決算発表のピークである今週(5月9-13日)は、毎日、数多くの企業決算説明会に参加することができました。そこで出会った興味深い投資テーマの1つがウエアラブル端末です。

ウエアラブル端末とは文字通り身体に装着する電子端末で、代表例としては時計としての機能に加え、通信機能や血圧・脈拍なども計測できるスマートウォッチが挙げられます。

ウエアラブル端末に光センサーの活用を目指す浜松ホトニクス

光センサーで世界トップクラスの浜松ホトニクス(6965)は、今週開催された決算説明会で、ウエアラブル端末向けの光センサーの拡大が今後期待できるとコメントしていました。

具体的な内容については現時点では明らかにされていませんが、CTスキャンやMRIなどの高度な医療機器で使われる高精度、高性能の光デバイスを小型・軽量・低コスト化してウエアラブル端末でも使えるようにすることで、高い成長が期待できる可能性が示唆されました。

同社はこれまで計測器、医療機器、産業機器などコストよりも性能が重視され、また、市場規模が比較的小さく需要見通しが立てやすい分野で成功を収めてきました。
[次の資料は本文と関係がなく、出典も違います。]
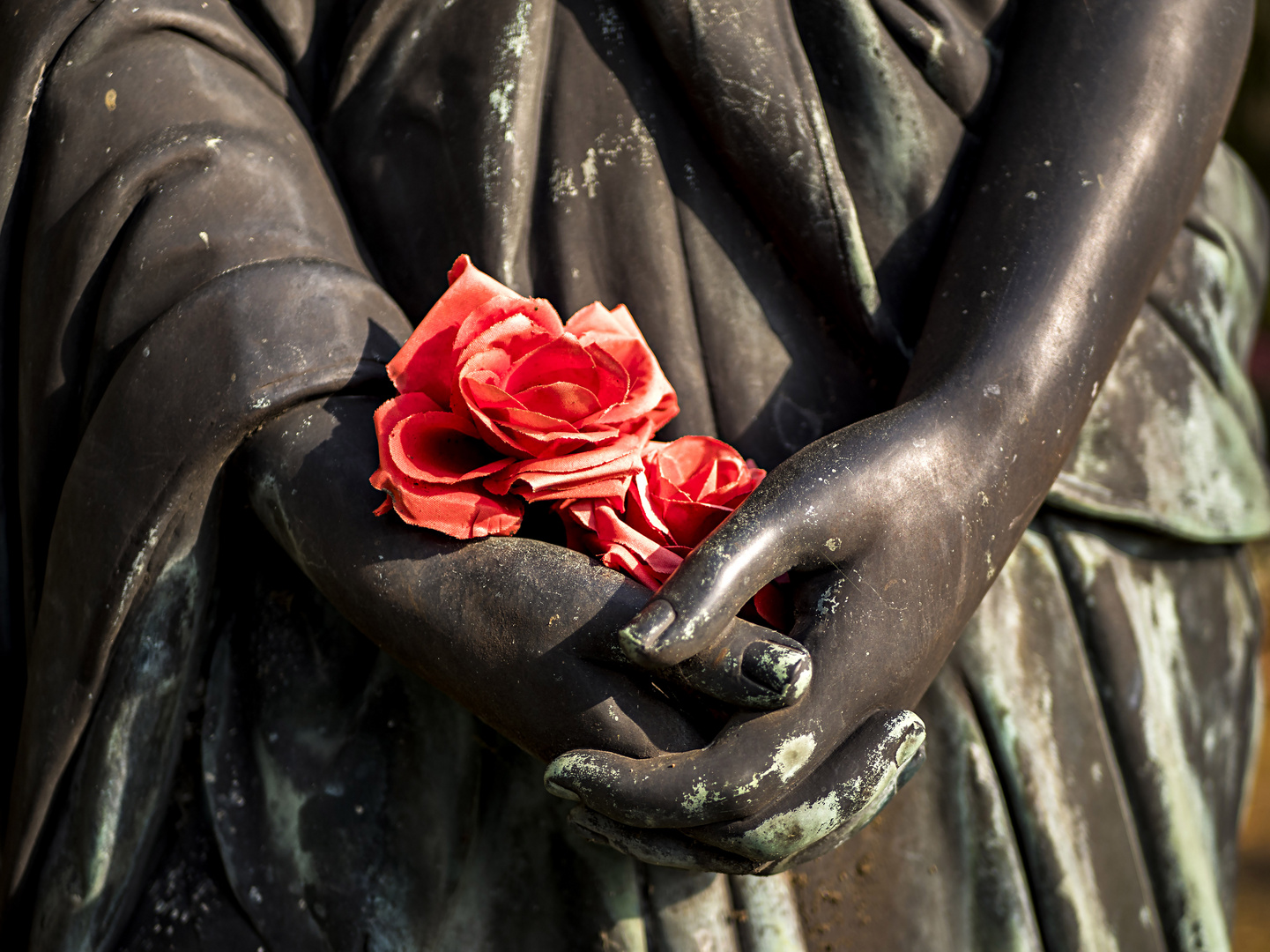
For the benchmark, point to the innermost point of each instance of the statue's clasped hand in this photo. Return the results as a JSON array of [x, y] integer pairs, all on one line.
[[776, 788]]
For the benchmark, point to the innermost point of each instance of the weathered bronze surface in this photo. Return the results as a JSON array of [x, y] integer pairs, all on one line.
[[976, 281]]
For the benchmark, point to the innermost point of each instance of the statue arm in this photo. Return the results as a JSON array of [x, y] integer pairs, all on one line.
[[1106, 115]]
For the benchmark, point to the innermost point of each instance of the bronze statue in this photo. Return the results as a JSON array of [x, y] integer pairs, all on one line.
[[895, 252]]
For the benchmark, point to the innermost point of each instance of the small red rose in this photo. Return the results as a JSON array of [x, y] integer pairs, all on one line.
[[686, 489]]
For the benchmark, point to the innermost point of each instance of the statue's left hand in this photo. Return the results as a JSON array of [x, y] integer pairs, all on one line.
[[880, 521]]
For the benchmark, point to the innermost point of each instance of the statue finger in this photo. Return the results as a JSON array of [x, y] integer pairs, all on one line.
[[697, 603], [751, 667], [659, 847], [843, 794], [747, 767]]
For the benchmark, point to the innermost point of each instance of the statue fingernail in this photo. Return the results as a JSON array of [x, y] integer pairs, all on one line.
[[639, 638], [783, 670]]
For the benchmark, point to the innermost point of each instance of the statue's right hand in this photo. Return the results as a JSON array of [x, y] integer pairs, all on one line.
[[520, 632]]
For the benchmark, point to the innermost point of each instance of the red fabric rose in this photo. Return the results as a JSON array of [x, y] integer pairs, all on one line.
[[432, 465], [569, 405], [686, 489]]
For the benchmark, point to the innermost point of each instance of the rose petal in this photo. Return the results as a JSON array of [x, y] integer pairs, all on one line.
[[442, 448], [561, 400], [461, 509], [604, 472], [558, 361], [690, 523], [426, 362], [595, 526], [642, 512], [650, 394]]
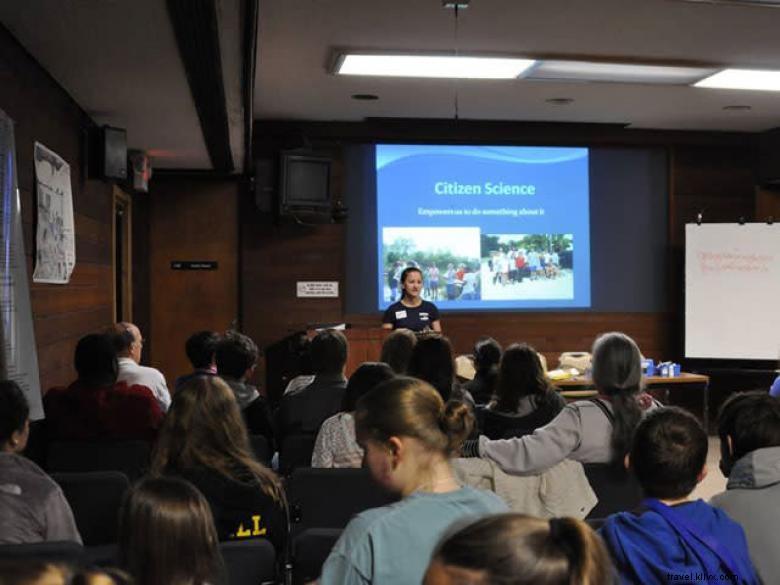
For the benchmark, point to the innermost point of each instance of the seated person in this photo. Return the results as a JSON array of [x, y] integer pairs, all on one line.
[[433, 361], [524, 396], [32, 506], [304, 411], [674, 536], [200, 349], [515, 549], [204, 441], [129, 344], [336, 445], [397, 350], [589, 431], [487, 354], [167, 536], [96, 405], [236, 357], [749, 430], [408, 434]]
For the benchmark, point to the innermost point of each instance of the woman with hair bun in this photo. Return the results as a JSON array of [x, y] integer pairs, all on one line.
[[408, 434], [514, 549], [590, 431]]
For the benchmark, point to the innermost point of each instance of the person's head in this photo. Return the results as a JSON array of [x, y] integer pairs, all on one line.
[[204, 428], [200, 349], [329, 352], [128, 341], [411, 282], [167, 534], [14, 417], [487, 354], [432, 361], [397, 349], [616, 369], [747, 422], [668, 453], [95, 360], [514, 549], [407, 430], [236, 355], [365, 378], [519, 374]]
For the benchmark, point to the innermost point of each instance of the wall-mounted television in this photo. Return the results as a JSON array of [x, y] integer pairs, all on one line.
[[304, 185]]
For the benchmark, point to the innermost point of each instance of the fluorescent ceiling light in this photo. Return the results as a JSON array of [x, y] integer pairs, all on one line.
[[617, 72], [442, 66], [742, 79]]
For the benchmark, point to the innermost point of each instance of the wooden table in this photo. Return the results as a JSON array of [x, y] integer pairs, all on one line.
[[684, 384]]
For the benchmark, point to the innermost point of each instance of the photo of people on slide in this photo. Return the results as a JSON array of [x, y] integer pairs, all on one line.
[[527, 266], [447, 257]]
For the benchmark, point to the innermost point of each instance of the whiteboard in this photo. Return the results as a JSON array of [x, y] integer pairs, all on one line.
[[732, 291]]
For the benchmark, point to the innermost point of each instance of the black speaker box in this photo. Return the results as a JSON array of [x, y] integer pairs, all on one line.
[[108, 153]]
これに対してウエアラブル端末は民生機器なので当たり外れがあり、需要予測が難しい分野です。

また、当然ながら、市場を広げるためには、これまで以上に低コスト化が求められます。このため、新市場の広がりの可能性が見えてきたことは朗報ですが、こうした変化にも対応が可能かを精査していく必要があると感じられました。

世の中にないウエアラブル端末を目指すカシオ計算機

G-SHOCKで有名なカシオ計算機(6952)は、今春から日米でスマートウォッチの新製品「WSD‐F10」の発売を開始しています。今回は同製品が発売されてから初の決算説明会でしたので、その販売動向が注目されました。

説明会において会社側は、具体的な販売金額や収益寄与等については開示しませんでしたが、現状はアーリアダプター層向けが中心であるものの、順調な推移とコメントしていました。
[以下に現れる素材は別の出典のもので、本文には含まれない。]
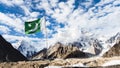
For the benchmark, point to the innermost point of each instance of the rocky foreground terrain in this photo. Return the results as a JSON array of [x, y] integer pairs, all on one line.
[[58, 55], [72, 62]]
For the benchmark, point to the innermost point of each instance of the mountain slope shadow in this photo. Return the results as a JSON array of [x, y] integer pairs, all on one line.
[[8, 53]]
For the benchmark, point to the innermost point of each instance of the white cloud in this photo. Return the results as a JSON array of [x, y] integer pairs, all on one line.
[[76, 20], [4, 29], [12, 2], [15, 23]]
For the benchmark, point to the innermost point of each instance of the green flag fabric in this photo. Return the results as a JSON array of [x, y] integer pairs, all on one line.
[[32, 26]]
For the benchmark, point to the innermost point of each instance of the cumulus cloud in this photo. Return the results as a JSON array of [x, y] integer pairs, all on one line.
[[4, 29]]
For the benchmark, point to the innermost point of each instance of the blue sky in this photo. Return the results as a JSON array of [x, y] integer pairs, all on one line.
[[66, 20]]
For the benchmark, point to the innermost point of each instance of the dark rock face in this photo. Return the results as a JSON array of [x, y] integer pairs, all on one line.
[[61, 51], [114, 51], [8, 53]]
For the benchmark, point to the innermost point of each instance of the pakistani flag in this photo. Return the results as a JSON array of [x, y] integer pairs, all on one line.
[[32, 26]]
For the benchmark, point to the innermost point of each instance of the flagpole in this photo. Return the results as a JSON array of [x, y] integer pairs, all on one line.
[[46, 33]]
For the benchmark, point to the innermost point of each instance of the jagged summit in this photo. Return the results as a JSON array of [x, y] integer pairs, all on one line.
[[8, 53], [26, 49]]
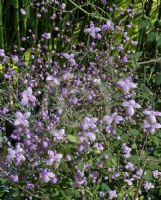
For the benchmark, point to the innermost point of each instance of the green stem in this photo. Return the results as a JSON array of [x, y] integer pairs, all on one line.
[[16, 24], [1, 27]]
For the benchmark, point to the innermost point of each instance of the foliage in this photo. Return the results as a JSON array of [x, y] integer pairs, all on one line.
[[78, 105]]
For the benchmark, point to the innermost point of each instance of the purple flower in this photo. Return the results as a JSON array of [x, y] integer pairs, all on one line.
[[59, 135], [151, 115], [70, 58], [90, 135], [93, 31], [109, 26], [16, 155], [89, 123], [114, 117], [14, 58], [47, 176], [156, 174], [54, 157], [130, 107], [52, 81], [126, 84], [124, 59], [112, 194], [14, 178], [21, 119], [147, 186], [46, 36], [2, 54], [151, 127], [29, 186], [126, 150], [27, 97], [23, 12]]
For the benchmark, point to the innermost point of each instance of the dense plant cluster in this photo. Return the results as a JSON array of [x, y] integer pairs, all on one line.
[[73, 122]]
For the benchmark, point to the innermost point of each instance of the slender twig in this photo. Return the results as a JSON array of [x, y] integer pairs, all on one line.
[[150, 61], [22, 188], [87, 13], [140, 182]]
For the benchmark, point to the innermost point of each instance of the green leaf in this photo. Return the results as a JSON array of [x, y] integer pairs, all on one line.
[[152, 37], [134, 132], [158, 79], [15, 3], [72, 138], [104, 187], [159, 42], [148, 175]]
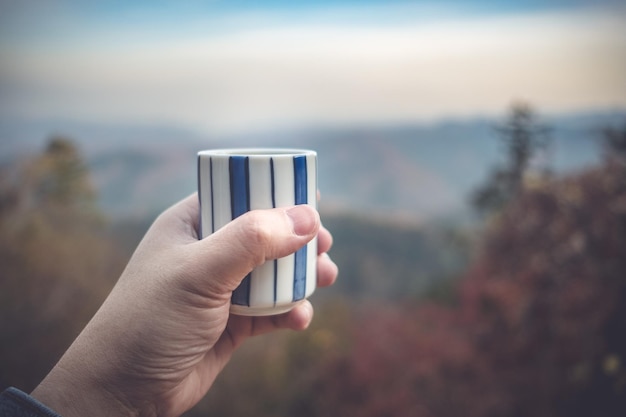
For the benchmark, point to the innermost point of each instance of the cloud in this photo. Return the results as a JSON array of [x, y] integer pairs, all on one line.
[[312, 74]]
世の中に存在しなかった独創的な製品を開発する、つまり、「ゼロツーワン」が同社の経営の基本ですので、今回の新製品についても差別化が強調されました。

多くの競合他社が手掛けているスマートウォッチではなく、ターゲットをトレッキングや釣りなどを行うアウトドアユーザーに絞り込み、明確な用途提案を行うことで、スマート“アウトドア”ウオッチとして定義し、差別化を訴求する考えのようです。

米アップルがApple Watchを発売したのは2015年4月でした。それから1年が経過しましたので、そろそろ次期モデルが発売される可能性があります。巨人アップルに対してカシオが差別化を貫き通すことが可能かを注視したいと思います。

決算説明会は投資アイデアの宝庫

現在行われている2016年3月期決算説明会では、多くの企業が短期業績のアップデートだけではなく中長期の成長戦略についての解説を行っています。このため、長期投資で資産形成を目指す個人投資家にとっては、この時期の決算説明会は投資アイデアを探すための情報の宝庫となります。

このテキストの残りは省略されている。